After the vote, the FCC called the 2015 rules as “heavy-handed utility-style regulation of broadband Internet access service, which imposed substantial costs on the entire Internet ecosystem” and said the agency would be “returning to the traditional light-touch framework” favored by internet service providers.

The Washington D.C. Circuit Court supported the Open Internet Order, which prevented ISPs from decreasing, stopping or otherwise favoring content online, in 2016.

Under the Congressional Review Act, Congress can overthrow agency regulatory actions with a simple majority vote in both chambers. Lawmakers can force a vote within 60 days of the challenged regulation taking effect.

Markey declared in a statement today that there’s “a tsunami of Congressional and grassroots support to overturn the FCC’s partisan and misguided decision on net neutrality.”

“Republicans now have a clear choice — be on the right side of history and stand with the American people who support a free and open internet, or hold hands with the special interests who want to control the internet for their own profit,” he said. “I urge them to join the majority of Americans, embrace the bipartisanship of net neutrality, and support this resolution.”

A University of Maryland poll taken just before the FCC vote showed 75 percent of Republicans, 89 percent of Democrats and 86 percent of independents favored keeping the net neutrality rules in place.

Sen. Susan Collins’ (R-Maine) spokeswoman told The Hill that the lawmaker “does not support the FCC’s recent decision to repeal net neutrality rules, and she will support Senator Markey’s legislation that would overturn the FCC’s vote.”

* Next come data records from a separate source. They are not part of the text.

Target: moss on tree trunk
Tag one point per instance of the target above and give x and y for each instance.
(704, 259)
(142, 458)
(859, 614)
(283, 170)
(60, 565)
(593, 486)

Senate Minority Leader Chuck Schumer (D-N.Y.) said today that “with full caucus support, it’s clear that Democrats are committed to fighting to keep the internet from becoming the Wild West where ISPs are free to offer premium service to only the wealthiest customers while average consumers are left with far inferior options.”

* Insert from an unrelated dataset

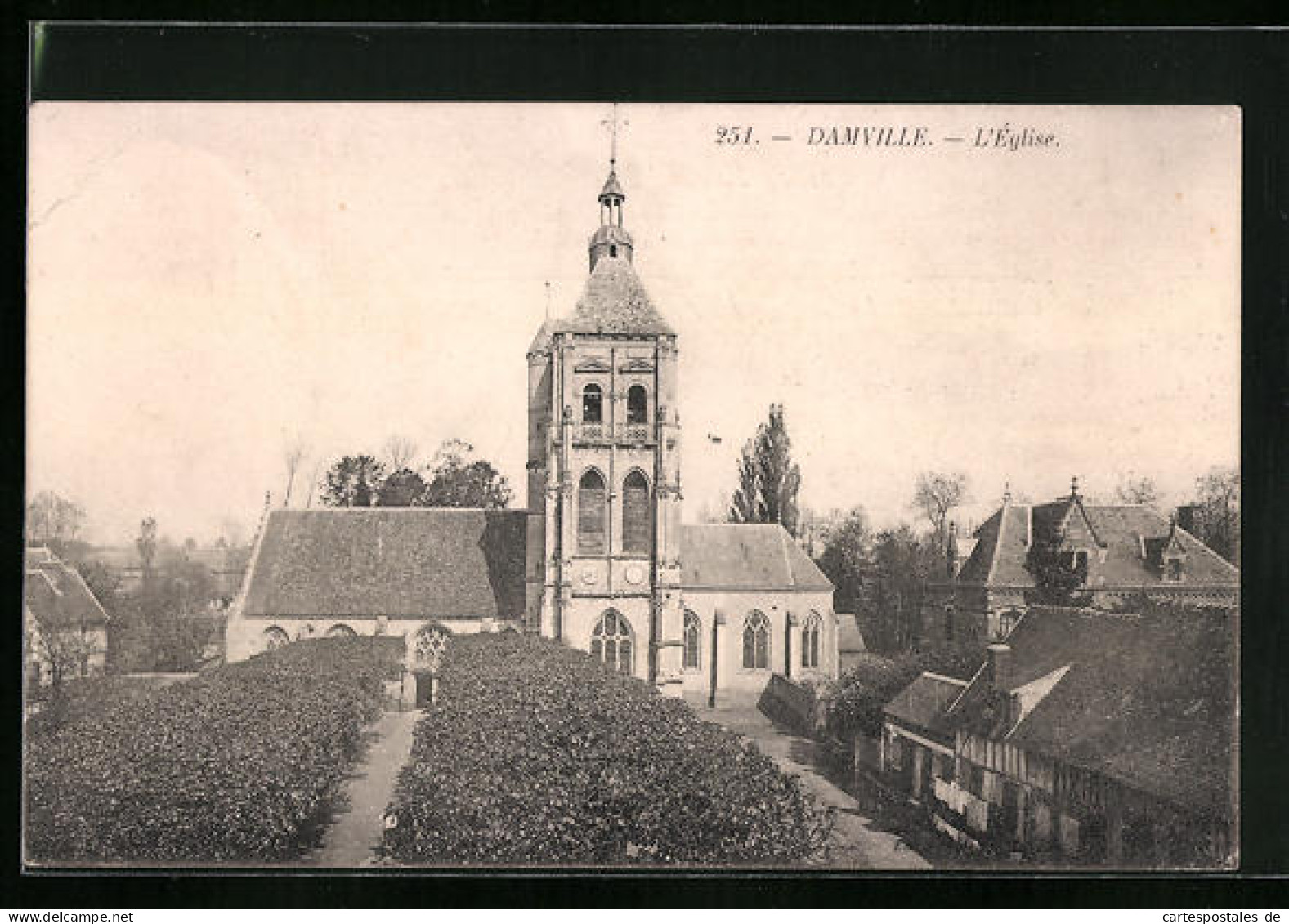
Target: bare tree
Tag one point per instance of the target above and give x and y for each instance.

“When we force a vote on this bill, Republicans in Congress will – for the first time — have the opportunity to right the administration’s wrong and show the American people whose side they’re on: big ISPs and major corporations or consumers, entrepreneurs, and small business owners,” he added.

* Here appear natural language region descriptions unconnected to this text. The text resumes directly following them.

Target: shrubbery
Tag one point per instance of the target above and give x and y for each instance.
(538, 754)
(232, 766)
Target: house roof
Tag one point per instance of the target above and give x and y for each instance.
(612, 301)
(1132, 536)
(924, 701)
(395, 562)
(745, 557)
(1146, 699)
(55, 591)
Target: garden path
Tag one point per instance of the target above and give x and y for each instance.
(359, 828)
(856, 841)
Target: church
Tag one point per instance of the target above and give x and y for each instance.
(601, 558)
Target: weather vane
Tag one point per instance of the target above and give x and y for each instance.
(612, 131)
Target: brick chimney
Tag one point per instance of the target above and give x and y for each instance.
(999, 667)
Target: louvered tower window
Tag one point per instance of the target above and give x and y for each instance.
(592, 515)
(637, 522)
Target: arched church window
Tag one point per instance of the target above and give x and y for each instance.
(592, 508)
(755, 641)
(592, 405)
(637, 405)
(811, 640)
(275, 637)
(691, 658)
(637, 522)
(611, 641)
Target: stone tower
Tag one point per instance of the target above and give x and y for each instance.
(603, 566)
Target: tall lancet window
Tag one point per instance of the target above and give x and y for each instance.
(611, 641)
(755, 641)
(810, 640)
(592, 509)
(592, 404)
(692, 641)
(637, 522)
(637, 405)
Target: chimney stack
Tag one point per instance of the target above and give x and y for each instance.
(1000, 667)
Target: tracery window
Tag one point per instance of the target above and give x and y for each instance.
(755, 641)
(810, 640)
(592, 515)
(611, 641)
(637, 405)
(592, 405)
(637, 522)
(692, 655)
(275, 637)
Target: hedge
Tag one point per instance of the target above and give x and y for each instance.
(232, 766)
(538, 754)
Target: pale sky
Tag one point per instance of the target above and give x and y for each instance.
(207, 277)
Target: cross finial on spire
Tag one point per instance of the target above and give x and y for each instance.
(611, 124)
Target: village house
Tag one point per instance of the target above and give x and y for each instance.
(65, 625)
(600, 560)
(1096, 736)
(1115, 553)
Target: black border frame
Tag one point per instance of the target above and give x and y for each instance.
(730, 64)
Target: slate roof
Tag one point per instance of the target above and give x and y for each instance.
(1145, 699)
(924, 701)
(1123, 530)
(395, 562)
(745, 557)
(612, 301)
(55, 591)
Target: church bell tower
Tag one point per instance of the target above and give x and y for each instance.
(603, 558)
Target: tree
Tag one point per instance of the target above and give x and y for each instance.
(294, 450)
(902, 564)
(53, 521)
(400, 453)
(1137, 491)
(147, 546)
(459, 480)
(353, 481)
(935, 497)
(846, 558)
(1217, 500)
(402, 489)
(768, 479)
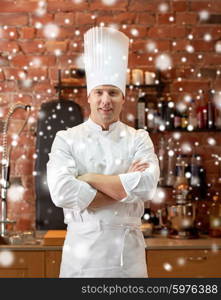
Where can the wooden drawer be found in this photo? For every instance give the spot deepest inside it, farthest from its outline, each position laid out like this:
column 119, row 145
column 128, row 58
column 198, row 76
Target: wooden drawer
column 184, row 263
column 23, row 264
column 52, row 263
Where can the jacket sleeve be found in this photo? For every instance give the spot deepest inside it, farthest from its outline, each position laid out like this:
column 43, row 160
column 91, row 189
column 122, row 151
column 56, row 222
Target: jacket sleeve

Separately, a multi-state lawsuit is challenging the FCC rollback led by New York Attorney General Eric Schneiderman.

Schneiderman argued that the new rule “would enable ISPs to charge consumers more to access sites like Facebook and Twitter and give them the leverage to degrade high quality of video streaming until and unless somebody pays them more money” and would “enable ISPs to favor certain viewpoints over others.”

He also charged that the public comment process “was deeply corrupted, including two million comments that stole the identities of real people.”

“This is a crime under New York law – and the FCC’s decision to go ahead with the vote makes a mockery of government integrity and rewards the very perpetrators who scammed the system to advance their own agenda,” he said.

However, even if Democrats clear the single vote hurdle they face in the Senate, they’ll still have to get through the House, and President Trump would have to sign the legislation.

“The Internet is on a mission to save net neutrality, and lawmakers that stand in our way will regret it,” Evan Greer, campaign director of Fight for the Future, said in an email to Gizmodo. “Cleanly reversing the FCC’s unpopular and illegitimate decision is, on substance, the correct policy move, and the only one that has support from voters.”

But failure may be the latest goal of Democrats. They may just see an opening to make net neutrality an issue in the 2018 mid-term elections. By forcing a vote on the Senate floor, they would make members of the Senate take a side on the issue, and their decision could be used to campaign against them.

If by some miracle one more of the GOP decides to get on board, the House would also define its stance on the issue.